The Senile DBA Guide to Troubleshooting Sudden Growth in Redo GenerationPosted: November 4, 2009
I just troubleshooted a server where the amounts of redo generated suddenly exploded to the point of running out of disk space.
After I was done, the problem was found and the storage manager pacified, I decided to save the queries I used. This is a rather common issue, and the scripts will be useful for the next time.
It was very embarrassing to discover that I actually have 4 similar but not identical scripts for troubleshooting redo explosions. Now I have 5 🙂
Here are the techniques I use:
- I determine whether there is really a problem and the times the excessive redo was generated by looking at v$log_history:
select trunc(FIRST_TIME,'HH') ,sum(BLOCKS) BLOCKS , count(*) cnt ,sum(decode(THREAD#,1,BLOCKS,0)) Node1_Blocks ,sum(decode(THREAD#,1,1,0)) Node1_Count ,sum(decode(THREAD#,2,BLOCKS,0)) Node2 ,sum(decode(THREAD#,2,1,0)) Node2_Count ,sum(decode(THREAD#,3,BLOCKS,0)) Node3 ,sum(decode(THREAD#,3,1,0)) Node3_Count from v$archived_log where FIRST_TIME >sysdate -30 group by trunc(FIRST_TIME,'HH') order by trunc(FIRST_TIME,'HH') desc
- If the problem is still happening, I can use Tanel Poder’s Snapper to find the worse redo generating sessions. Tanel explains how to do this in his blog.
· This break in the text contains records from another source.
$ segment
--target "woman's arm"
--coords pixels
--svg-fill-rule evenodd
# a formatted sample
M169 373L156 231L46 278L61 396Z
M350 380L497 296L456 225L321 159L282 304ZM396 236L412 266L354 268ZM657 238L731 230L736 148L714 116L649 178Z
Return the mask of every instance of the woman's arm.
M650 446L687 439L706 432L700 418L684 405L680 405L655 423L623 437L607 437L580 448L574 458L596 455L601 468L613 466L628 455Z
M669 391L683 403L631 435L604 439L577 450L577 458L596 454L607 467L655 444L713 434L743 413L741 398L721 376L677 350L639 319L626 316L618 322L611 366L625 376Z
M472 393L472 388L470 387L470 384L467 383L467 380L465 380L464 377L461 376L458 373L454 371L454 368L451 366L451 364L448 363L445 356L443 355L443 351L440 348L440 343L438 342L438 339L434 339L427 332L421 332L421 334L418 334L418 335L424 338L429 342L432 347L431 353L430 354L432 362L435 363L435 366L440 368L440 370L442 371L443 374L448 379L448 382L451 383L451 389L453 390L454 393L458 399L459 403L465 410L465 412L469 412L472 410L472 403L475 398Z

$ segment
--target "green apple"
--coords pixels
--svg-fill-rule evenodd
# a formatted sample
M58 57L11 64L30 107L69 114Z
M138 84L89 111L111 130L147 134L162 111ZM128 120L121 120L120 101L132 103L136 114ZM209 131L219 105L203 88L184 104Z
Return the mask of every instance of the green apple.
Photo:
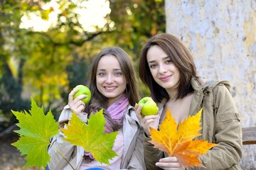
M82 98L82 101L83 101L83 103L85 103L85 104L88 103L91 98L91 93L89 88L87 88L84 85L78 85L74 88L74 90L75 89L78 89L78 91L74 94L73 96L74 98L75 98L76 97L78 97L79 95L81 94L87 95L88 96L87 98Z
M141 113L144 116L157 114L159 108L156 102L154 102L151 97L144 97L142 98L139 101L138 105L142 106Z

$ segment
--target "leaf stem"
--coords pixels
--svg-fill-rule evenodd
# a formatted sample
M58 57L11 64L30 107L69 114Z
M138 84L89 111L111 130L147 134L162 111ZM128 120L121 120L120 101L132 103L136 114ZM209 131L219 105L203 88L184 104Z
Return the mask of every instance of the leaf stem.
M69 161L68 161L66 157L65 157L65 155L59 150L58 149L57 147L55 147L55 146L53 146L51 143L50 143L50 145L52 146L63 158L64 159L68 162L68 164L71 166L71 168L73 169L73 170L76 170L77 169L75 169L71 164L69 162Z

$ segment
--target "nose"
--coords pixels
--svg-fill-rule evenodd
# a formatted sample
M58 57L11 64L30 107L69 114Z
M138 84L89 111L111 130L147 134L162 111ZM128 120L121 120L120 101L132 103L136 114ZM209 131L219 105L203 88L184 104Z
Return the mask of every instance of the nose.
M159 74L164 74L167 72L166 69L165 68L165 66L164 64L159 64Z
M112 84L114 81L113 77L111 74L108 74L106 79L106 83L107 84Z

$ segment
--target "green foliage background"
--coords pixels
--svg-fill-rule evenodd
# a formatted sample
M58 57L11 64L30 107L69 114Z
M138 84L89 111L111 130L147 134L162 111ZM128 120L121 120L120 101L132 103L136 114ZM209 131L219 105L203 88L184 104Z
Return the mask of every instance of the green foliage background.
M58 118L70 90L87 84L91 61L103 47L124 48L137 69L142 45L166 29L163 0L110 0L107 23L92 33L78 31L82 28L74 13L77 4L59 0L56 26L46 32L19 28L26 13L38 12L48 20L52 9L42 5L48 1L0 1L0 132L16 123L11 109L28 110L31 97ZM139 83L142 96L149 95Z

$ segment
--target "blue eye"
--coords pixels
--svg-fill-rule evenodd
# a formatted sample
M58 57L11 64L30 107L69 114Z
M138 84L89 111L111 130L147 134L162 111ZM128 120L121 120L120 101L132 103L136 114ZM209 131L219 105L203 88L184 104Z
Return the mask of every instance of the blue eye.
M155 67L156 67L156 64L149 64L149 68L155 68Z
M98 75L100 76L104 76L105 75L105 73L99 73Z
M121 76L121 75L122 75L122 72L116 72L114 74L117 76Z
M168 60L166 61L166 63L167 63L167 64L171 63L171 60Z

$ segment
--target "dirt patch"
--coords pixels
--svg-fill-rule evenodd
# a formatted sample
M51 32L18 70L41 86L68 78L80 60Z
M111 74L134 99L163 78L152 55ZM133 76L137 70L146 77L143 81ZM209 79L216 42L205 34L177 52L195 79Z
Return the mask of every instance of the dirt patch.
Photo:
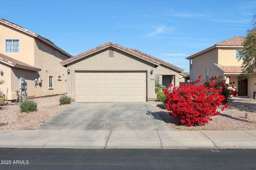
M60 96L33 99L37 110L21 113L19 105L2 106L0 109L0 129L35 129L70 105L59 105Z
M203 126L187 127L179 125L179 121L169 115L161 103L153 105L156 113L172 130L256 130L256 102L235 100L229 107L221 112L219 116L212 117L212 121ZM245 118L247 113L247 118Z

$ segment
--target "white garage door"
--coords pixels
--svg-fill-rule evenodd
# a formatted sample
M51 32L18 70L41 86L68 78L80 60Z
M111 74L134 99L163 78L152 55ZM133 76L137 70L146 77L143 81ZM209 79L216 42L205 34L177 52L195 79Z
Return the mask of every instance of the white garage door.
M76 102L146 101L145 72L76 73Z

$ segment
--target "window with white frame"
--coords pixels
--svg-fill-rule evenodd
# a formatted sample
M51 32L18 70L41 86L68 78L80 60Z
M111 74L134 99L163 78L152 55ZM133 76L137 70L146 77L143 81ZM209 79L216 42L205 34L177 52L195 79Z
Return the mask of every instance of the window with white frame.
M192 59L189 60L189 69L192 70L192 64L193 61Z
M155 75L155 84L159 83L159 75Z
M205 69L205 79L206 79L206 80L209 79L209 76L210 76L210 69Z
M238 49L236 50L236 59L239 60L241 58L241 55L240 53L241 52L241 49Z
M53 88L53 76L49 76L49 88L52 89Z
M20 40L15 39L5 40L5 53L19 53L20 52Z

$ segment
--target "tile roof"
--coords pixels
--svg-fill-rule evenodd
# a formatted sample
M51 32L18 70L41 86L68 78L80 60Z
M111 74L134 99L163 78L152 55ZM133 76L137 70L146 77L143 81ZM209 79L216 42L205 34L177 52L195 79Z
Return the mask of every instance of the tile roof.
M117 48L120 48L123 50L124 50L125 51L126 51L127 52L130 52L134 55L135 55L137 56L139 56L139 57L148 61L150 61L151 62L153 62L154 63L157 63L158 64L163 64L165 65L168 67L171 67L172 69L174 69L175 70L178 70L179 71L182 72L184 71L181 68L180 68L179 67L177 67L174 65L172 65L171 64L170 64L167 62L166 62L165 61L163 61L160 59L158 59L157 58L156 58L151 55L150 55L149 54L146 54L143 52L142 52L138 49L135 49L134 48L126 48L124 46L122 46L121 45L119 45L119 44L116 44L113 41L110 41L107 43L105 43L104 44L102 44L98 47L92 48L87 51L86 51L84 53L82 53L80 54L78 54L74 57L68 58L66 60L64 60L62 62L61 62L61 64L62 64L62 65L66 65L68 63L71 62L73 60L78 60L80 58L82 58L85 56L86 56L87 55L90 54L91 53L93 53L97 50L100 49L102 48L107 47L107 46L113 46L113 47L117 47Z
M52 41L51 41L50 40L49 40L47 38L45 38L44 37L42 37L41 36L40 36L39 35L34 32L33 32L33 31L29 31L29 30L28 29L26 29L21 26L19 26L17 24L15 24L15 23L12 23L11 22L10 22L9 21L7 21L5 19L3 19L2 18L0 18L0 22L2 22L2 23L5 23L5 24L7 24L8 26L10 26L12 27L13 27L14 28L16 28L17 29L19 29L20 30L21 30L23 32L25 32L28 34L30 34L34 37L37 37L38 38L40 39L41 40L42 40L42 41L44 41L45 42L48 44L49 45L50 45L50 46L51 46L52 47L54 47L54 48L55 48L57 49L58 49L59 50L60 50L60 52L65 53L66 55L67 55L68 57L72 57L72 55L71 55L70 54L68 54L68 53L67 53L66 52L65 52L65 50L63 50L63 49L60 48L59 47L57 47L55 44L54 43L52 42Z
M215 44L214 45L210 47L209 48L207 48L201 52L199 52L197 53L193 54L186 57L186 58L188 60L190 59L191 58L196 57L197 56L200 54L207 52L210 50L212 50L215 48L221 47L221 46L230 46L230 47L232 46L242 46L243 42L244 41L245 39L245 37L241 37L241 36L234 37L233 38L228 39L223 41L218 42Z
M216 44L217 46L242 46L245 37L236 36Z
M214 63L214 65L223 73L241 73L243 72L243 69L239 66L222 65L215 63Z
M40 71L41 69L36 68L33 66L27 64L25 63L21 62L18 60L13 58L7 55L0 53L0 62L4 62L9 64L12 65L14 67L20 67L19 66L25 67L28 70L32 70L34 71Z

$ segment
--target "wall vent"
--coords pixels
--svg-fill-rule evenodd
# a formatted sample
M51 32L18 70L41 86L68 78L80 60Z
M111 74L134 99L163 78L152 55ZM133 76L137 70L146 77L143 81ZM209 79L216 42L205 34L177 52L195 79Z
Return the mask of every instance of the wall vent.
M108 57L114 57L114 49L109 48L108 50Z

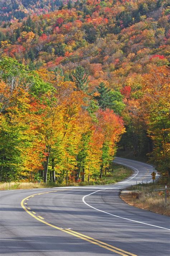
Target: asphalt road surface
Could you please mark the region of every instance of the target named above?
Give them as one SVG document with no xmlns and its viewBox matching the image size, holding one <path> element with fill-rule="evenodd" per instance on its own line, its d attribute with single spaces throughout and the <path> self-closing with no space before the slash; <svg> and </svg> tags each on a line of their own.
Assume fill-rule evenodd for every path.
<svg viewBox="0 0 170 256">
<path fill-rule="evenodd" d="M 0 192 L 0 254 L 170 255 L 167 216 L 130 206 L 119 189 L 151 182 L 154 169 L 116 158 L 132 176 L 114 185 Z"/>
</svg>

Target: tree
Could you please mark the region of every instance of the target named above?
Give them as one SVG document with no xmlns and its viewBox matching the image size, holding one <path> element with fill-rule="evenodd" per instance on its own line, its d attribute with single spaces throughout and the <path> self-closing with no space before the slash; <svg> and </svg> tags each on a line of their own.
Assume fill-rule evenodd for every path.
<svg viewBox="0 0 170 256">
<path fill-rule="evenodd" d="M 143 118 L 149 135 L 154 143 L 151 158 L 158 170 L 170 176 L 169 145 L 169 70 L 155 67 L 143 76 Z"/>
<path fill-rule="evenodd" d="M 71 72 L 70 78 L 71 81 L 75 82 L 78 90 L 86 91 L 89 83 L 88 76 L 88 72 L 86 72 L 84 68 L 79 66 Z"/>
</svg>

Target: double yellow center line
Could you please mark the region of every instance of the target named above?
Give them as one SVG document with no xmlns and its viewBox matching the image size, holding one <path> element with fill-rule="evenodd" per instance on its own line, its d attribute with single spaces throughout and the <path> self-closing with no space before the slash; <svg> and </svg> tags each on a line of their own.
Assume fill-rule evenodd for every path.
<svg viewBox="0 0 170 256">
<path fill-rule="evenodd" d="M 60 190 L 56 190 L 53 191 L 49 191 L 49 192 L 43 192 L 42 193 L 34 194 L 33 195 L 30 196 L 29 197 L 26 197 L 25 198 L 23 199 L 23 200 L 22 200 L 21 202 L 21 205 L 23 207 L 23 208 L 25 210 L 25 211 L 27 212 L 27 213 L 29 214 L 30 215 L 35 219 L 36 219 L 36 220 L 38 220 L 39 221 L 42 222 L 44 224 L 46 224 L 46 225 L 48 225 L 48 226 L 49 226 L 52 227 L 52 228 L 55 228 L 56 229 L 58 229 L 58 230 L 60 230 L 60 231 L 62 231 L 63 232 L 65 232 L 70 235 L 74 235 L 75 237 L 78 237 L 79 238 L 81 238 L 81 239 L 82 239 L 83 240 L 85 240 L 86 241 L 89 242 L 91 243 L 93 243 L 94 244 L 95 244 L 96 245 L 100 247 L 102 247 L 103 248 L 104 248 L 105 249 L 106 249 L 107 250 L 115 252 L 116 253 L 118 253 L 118 254 L 120 254 L 120 255 L 123 255 L 123 256 L 129 256 L 129 255 L 131 255 L 131 256 L 137 256 L 135 254 L 133 254 L 133 253 L 131 253 L 130 252 L 127 252 L 126 251 L 124 251 L 124 250 L 122 250 L 122 249 L 119 249 L 119 248 L 118 248 L 117 247 L 115 247 L 115 246 L 113 246 L 112 245 L 108 244 L 106 243 L 104 243 L 101 241 L 99 241 L 99 240 L 95 239 L 94 238 L 93 238 L 92 237 L 88 237 L 87 235 L 83 235 L 82 234 L 79 233 L 78 232 L 76 232 L 76 231 L 74 231 L 72 230 L 71 230 L 70 229 L 63 229 L 61 228 L 60 228 L 59 227 L 58 227 L 57 226 L 55 226 L 55 225 L 53 225 L 52 224 L 50 224 L 50 223 L 49 223 L 48 222 L 47 222 L 46 221 L 45 221 L 45 220 L 44 220 L 44 218 L 43 218 L 42 217 L 41 217 L 41 216 L 37 216 L 36 213 L 35 212 L 32 211 L 30 208 L 29 207 L 27 207 L 27 205 L 25 204 L 25 203 L 24 202 L 25 201 L 27 201 L 27 202 L 28 202 L 28 200 L 30 198 L 33 197 L 35 196 L 37 196 L 38 195 L 41 195 L 43 194 L 48 194 L 48 193 L 57 192 L 58 191 L 63 191 L 64 190 L 69 190 L 72 189 L 62 189 Z"/>
</svg>

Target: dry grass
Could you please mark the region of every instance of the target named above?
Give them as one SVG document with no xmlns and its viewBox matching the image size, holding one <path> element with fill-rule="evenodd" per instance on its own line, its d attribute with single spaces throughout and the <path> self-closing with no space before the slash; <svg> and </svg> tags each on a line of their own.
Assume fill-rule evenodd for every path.
<svg viewBox="0 0 170 256">
<path fill-rule="evenodd" d="M 29 189 L 32 188 L 44 188 L 43 183 L 33 182 L 5 182 L 0 183 L 0 190 L 7 189 Z"/>
<path fill-rule="evenodd" d="M 153 212 L 170 216 L 170 197 L 168 193 L 166 205 L 163 191 L 142 191 L 122 193 L 121 198 L 129 205 Z"/>
<path fill-rule="evenodd" d="M 19 182 L 12 181 L 0 183 L 0 190 L 8 189 L 29 189 L 33 188 L 41 188 L 57 187 L 67 187 L 67 186 L 86 186 L 88 185 L 104 185 L 114 183 L 122 180 L 130 176 L 132 174 L 133 171 L 125 166 L 113 163 L 109 172 L 107 172 L 106 175 L 103 174 L 102 179 L 94 179 L 89 181 L 84 182 L 69 182 L 67 184 L 65 183 L 54 183 L 47 182 L 40 184 L 37 182 Z"/>
</svg>

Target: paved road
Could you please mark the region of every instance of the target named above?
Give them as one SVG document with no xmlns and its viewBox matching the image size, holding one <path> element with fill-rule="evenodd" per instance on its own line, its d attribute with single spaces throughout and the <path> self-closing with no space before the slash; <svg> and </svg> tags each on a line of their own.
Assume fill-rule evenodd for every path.
<svg viewBox="0 0 170 256">
<path fill-rule="evenodd" d="M 133 169 L 132 176 L 114 185 L 0 192 L 0 254 L 169 255 L 170 218 L 119 197 L 137 180 L 150 182 L 152 167 L 115 161 Z"/>
</svg>

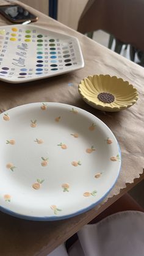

- However, Snapper’s output is very limited by the fact that it was written specifically for situations where you cannot create anything on the DB. Since I’m normally the DBA on the servers I troubleshoot, I have another script that actually gets information from v$session, sorts the results, etc.
create global temporary table redo_stats ( runid varchar2(15), sid number, value int ) on commit preserve rows; truncate table redo_stats; insert into redo_stats select 1,sid,value from v$sesstat ss join v$statname sn on ss.statistic#=sn.statistic# where name='redo size' commit; insert into redo_stats select 2,sid,value from v$sesstat ss join v$statname sn on ss.statistic#=sn.statistic# where name='redo size' commit; select * from redo_stats a, redo_stats b,v$session s where a.sid = b.sid and s.sid=a.sid and a.runid = 1 and b.runid = 2 and (b.value-a.value) > 0 order by (b.value-a.value)
- Last technique is normally the most informative, and requires a bit more work than the rest, so I save it for special cases. I’m talking about using logminer to find the offender in the redo logs. This is useful when the problem is no longer happening, but we want to see what was the problem last night. You can do a lot of analysis with the information in logminer, so the key is to dig around and see if you can isolate a problem. I’m just giving a small example here. You can filter log miner data by users, segments, specific transaction ids – the sky is the limit.
-- Here I pick up the relevant redo logs. -- Adjust the where condition to match the times you are interested in. -- I picked the last day. select 'exec sys.dbms_logmnr.add_logfile(''' || name ||''');' from v$archived_log where FIRST_TIME >= sysdate-1 and THREAD#=1 and dest_id=1 order by FIRST_TIME desc -- Use the results of the query above to add the logfiles you are interest in -- Then start the logminer exec sys.dbms_logmnr.add_logfile('/u10/oradata/MYDB01/arch/1_8646_657724194.dbf'); exec sys.dbms_logmnr.start_logmnr(options=>sys.dbms_logmnr.DICT_FROM_ONLINE_CATALOG); -- You can find the top users and segments that generated redo select seg_owner,seg_name,seg_type_name,operation ,min(TIMESTAMP) ,max(TIMESTAMP) ,count(*) from v$logmnr_contents group by seg_owner,seg_name,seg_type_name,operation order by count(*) desc -- You can get more details about the specific actions and the amounts of redo they caused. select LOG_ID,THREAD#,operation, data_obj#,SEG_OWNER,SEG_NAME,TABLE_SPACE,count(*) cnt ,sum(RBABYTE) as RBABYTE ,sum(RBABLK) as RBABLK from v$logmnr_contents group by LOG_ID,THREAD#,operation, data_obj#,SEG_OWNER,SEG_NAME,TABLE_SPACE order by count(*) -- don't forget to close the logminer when you are done exec sys.dbms_logmnr.end_logmnr;
If you have ASH, you can use it to find the sessions and queries that waited the most for “log file sync” event. I found that this has some correlation with the worse redo generators.
-- find the sessions and queries causing most redo and when it happened select SESSION_ID,user_id,sql_id,round(sample_time,'hh'),count(*) from V$ACTIVE_SESSION_HISTORY where event like 'log file sync' group by SESSION_ID,user_id,sql_id,round(sample_time,'hh') order by count(*) desc -- you can look the the SQL itself by: select * from DBA_HIST_SQLTEXT where sql_id='dwbbdanhf7p4a'